Keeping a Steady Beat

Keeping a Steady Beat
Keeping a Steady Beat

When Sidwell Friends closed down the campus, the teachers made sure they had what they needed to implement the Distance Learning Plan. They grabbed computers and textbooks, of course, and their lesson plans and anything they needed to teach, assign, and grade. But some teachers needed a few extra things: Lower School music teacher Matthew Stensrud made sure to get drums, maracas, a few posters, and anything else he could use to turn part of his home into an impromptu music classroom.

“When they told us about the Distance Learning Plan, the wheels in my brain started turning,” he said. “How this can best benefit the students and what kind of consistency I can bring to the students?” Stensrud created a template for his digital lessons. Each 10-minute video starts with a song, then kicks into a dance break, and ends with an activity the students should complete at home. The song and the activity vary according to the grade level; he also has introduced some synchronous learning, including meeting with the 70-member 4th-grade chorus. “When I make my video lessons, I try to teach them as if the kids were there, because that’s going to create that kind of consistency that I think students will appreciate. That’s probably what they’re yearning for right now, when everything is so upside down.”

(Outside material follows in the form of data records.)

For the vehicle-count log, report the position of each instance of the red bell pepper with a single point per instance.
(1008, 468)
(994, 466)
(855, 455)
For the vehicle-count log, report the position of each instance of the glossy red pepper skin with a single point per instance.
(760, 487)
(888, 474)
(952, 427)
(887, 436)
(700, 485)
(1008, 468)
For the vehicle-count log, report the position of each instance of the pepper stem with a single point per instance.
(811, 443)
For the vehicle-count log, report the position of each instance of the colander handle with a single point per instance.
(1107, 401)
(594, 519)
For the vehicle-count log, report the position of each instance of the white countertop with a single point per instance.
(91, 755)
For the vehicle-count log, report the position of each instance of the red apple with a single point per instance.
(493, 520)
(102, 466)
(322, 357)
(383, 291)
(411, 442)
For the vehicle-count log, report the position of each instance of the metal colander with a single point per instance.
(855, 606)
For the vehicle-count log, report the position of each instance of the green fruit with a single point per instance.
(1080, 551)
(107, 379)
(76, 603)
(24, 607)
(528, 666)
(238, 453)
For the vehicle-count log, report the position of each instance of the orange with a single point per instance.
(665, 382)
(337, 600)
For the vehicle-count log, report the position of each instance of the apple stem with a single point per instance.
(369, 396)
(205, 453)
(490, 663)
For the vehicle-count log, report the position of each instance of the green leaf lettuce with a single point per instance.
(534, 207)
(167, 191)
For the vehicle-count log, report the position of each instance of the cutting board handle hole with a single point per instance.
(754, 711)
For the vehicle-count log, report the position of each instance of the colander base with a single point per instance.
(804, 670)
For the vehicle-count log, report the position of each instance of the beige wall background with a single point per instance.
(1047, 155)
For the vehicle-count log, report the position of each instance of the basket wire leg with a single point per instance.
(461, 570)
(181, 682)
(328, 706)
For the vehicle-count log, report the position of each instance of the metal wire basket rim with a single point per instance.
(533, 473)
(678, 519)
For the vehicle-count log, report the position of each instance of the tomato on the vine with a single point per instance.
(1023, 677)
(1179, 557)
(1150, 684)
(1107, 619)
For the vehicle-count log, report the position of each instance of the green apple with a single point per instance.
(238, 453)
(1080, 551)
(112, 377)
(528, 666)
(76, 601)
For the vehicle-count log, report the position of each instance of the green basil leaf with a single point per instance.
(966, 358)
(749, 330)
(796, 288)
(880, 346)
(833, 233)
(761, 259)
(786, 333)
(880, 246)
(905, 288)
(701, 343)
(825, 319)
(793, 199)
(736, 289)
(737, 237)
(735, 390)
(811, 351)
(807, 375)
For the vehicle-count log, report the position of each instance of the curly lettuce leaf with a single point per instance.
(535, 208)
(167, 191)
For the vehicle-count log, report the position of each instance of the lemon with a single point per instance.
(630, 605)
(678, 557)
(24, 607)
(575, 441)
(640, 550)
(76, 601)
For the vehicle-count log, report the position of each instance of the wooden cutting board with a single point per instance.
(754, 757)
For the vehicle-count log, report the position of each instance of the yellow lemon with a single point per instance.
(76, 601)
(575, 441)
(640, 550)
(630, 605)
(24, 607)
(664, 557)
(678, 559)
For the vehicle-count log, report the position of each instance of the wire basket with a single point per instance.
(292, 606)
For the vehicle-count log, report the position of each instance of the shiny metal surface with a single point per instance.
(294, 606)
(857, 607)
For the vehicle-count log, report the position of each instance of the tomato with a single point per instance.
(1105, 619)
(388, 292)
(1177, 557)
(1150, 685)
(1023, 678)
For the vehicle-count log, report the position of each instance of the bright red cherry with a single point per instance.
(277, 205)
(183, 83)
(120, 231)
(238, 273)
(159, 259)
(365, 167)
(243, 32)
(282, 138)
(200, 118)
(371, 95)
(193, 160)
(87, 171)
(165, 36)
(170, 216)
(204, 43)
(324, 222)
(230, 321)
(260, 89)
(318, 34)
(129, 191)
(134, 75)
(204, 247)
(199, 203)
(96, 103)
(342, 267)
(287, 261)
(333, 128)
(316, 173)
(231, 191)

There are other ways Stensrud is keeping things the same—even when it’s accidental. “There was one time I knocked the piano behind me, so all the books I had on top all came crashing down in the middle of the video,” he said. “And I was like, ‘Well, okay. Let’s just keep going.’ I think it gave the kids a little bit of a reminder of what the classroom is like—things like that happened in the classroom all the time. If we make these pristine videos that show everything is perfect, I’m not sure that’s what’s best for the kids’ learning and growth.” Besides, when real life intrudes on the videos, it adds a certain authenticity.

Watching the students complete their assigned activities from afar has also raised some possibilities in Stensrud’s mind for when he and his students are together again.

“I recently did an activity when I found patterns in my house and in my yard,” he said. “For example, I took some bowls from my kitchen and made them into music patterns; then I went outside and found pieces of bark and made patterns. Then I asked the kids to see what they could find.” The idea was to get the children to explore their own homes for makeshift instruments. “Some of them used little pebbles, and some of them used nail polish containers, and some of them used different markers,” Stensrud said. “It was a fun way for the kids to realize that you can make music out of anything.” He said that when everyone returns to School, he plans on using some of the activities that went really well in distance learning and incorporate them into his curriculum. “It’s exciting if we, as teachers, can be teaching the content and curriculum,” he said, “but also giving kids these avenues to be explorative back at home and still using their imaginations.”

The Distance Learning Plan has also given parents and others who are home with students a sneak peek into what goes on in the music classroom. “In music, parents are going to see the performance—the winter concert or something,” Stensrud said. “When you see the finished product in a concert, parents think perhaps that’s most of what happens in music, that we’re standing there tall and singing.” And while that’s a part of learning music, it’s only a small part. “It’s mostly exploring and creating in a more raw way,” he said. “I’m sure the parents see more of that now.”

Parents have an important role in helping their child during their music activities.

“The community aspect of music making is impossible to mimic or recreate” from a computer screen, Stensrud said. “Parents can recreate that community of music at home. Each family member has an important role to play by wanting to be an active participant in the kids’ learning,” whether it’s by joining their child for that dance break or playing a music-based game with them.

And a side bonus for parents? It gives their cooped-up kids an opportunity to get their wiggles out.

“We’re going to be singing, and we’re going to be making patterns on our body, and then we’re going to be moving around and dancing,” Stensrud said. “The kids are constantly engaging their bodies. And I’ve heard from some parents that the kids will watch the video three or four times because it’s a fun 10-minute thing. They’ll watch the lesson and then later in the day they say, ‘Ooh, I want to go back and do that again.’”

Consistency, innovation, and community—all ensuring the beat goes on.